Items in the LSE collections include correspondence and published material relating to Sylvia Pankhurst (deposited there by her son Dr Richard Pankhurst); and another set of material relating to Sylvia Pankhurst’s friend the social campaigner, journalist and politician George Lansbury.

The Sylvia Pankhurst archive contains some personal letters connected with key points in her life and the whole set of journals, the Ethiopia Observer (from the 1950s), founded and published by Sylvia Pankhurst and later taken over by Dr Richard Pankhurst.

The students found Sue Donnelly’s talk and tour of the Archives at LSE absolutely fascinating and felt they had learned a great deal from it.

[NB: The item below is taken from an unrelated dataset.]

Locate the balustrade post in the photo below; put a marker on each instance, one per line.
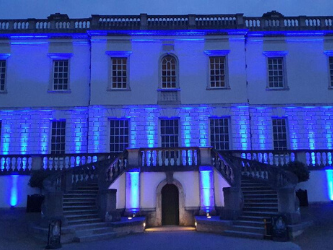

KEY LEARNING EXPERIENCES AS IDENTIFIED BY THE STUDENTS

  • Reading original letters from Sylvia Pankhurst, and from her friends Zelie Emerson and Keir Hardie, brought history to life in a way that they had not experienced from books or other sources
  • The descriptions in the letters of Sylvia Pankhurst's time in Holloway Prison, written to Keir Hardie by Sylvia herself and by Zelie Emerson quite shocked them. The brutality of the force feeding, for example, came across more vividly from her own handwriting
  • The extent of the archive collections and the general content surprised them… especially seeing sources dating back to the 1400's, plus later items by literary figures such as Mark Twain, John Buchan and TS Eliot (correspondence relating to matters of state).
  • Hearing about storage and conservation issues affecting archive material
  • Realising the wealth of material available in a specialist university library, and being impressed that this might be available to scholars from outside LSE as well as its own students and staff
WHAT THE STUDENTS MOST ENJOYED
  • The presentation and tour… they particularly mentioned how pleasant, and how impressive Sue Donnelly herself was! They felt very welcome; they loved the way the material was introduced to them and hearing what the Sue herself felt was important about it – and the fact that she was communicable and interested in their impressions of the material
  • Both students felt that (apart from the constantly chilly 18ºc in the strong room) they would enjoy working in the Archives department at LSE… that this must be a very interesting job.
  • The internal architecture of the building, with its circular ramp-like staircase and glass-walled lift
  • Both students felt that LSE would be a very pleasant environment in which to study, and might consider postgraduate study there in future

WHAT WAS MOST USEFUL TO THE STUDENTS

  • Learning that such a wide range of material existed in archives, and that this could be accessible from outside the institution
  • Being introduced to a specialist university library… which in extent and content far exceeded their expectations

COMMENT FROM ARCHIVIST SUE DONNELLY AFTERWARDS

‘I certainly enjoyed finding out about some new (to me!) archive material and seeing other people's reactions to them. I do believe that engaging with the materials of research and history can be one of the real sparks of inspiration to encourage people to dig a little bit deeper.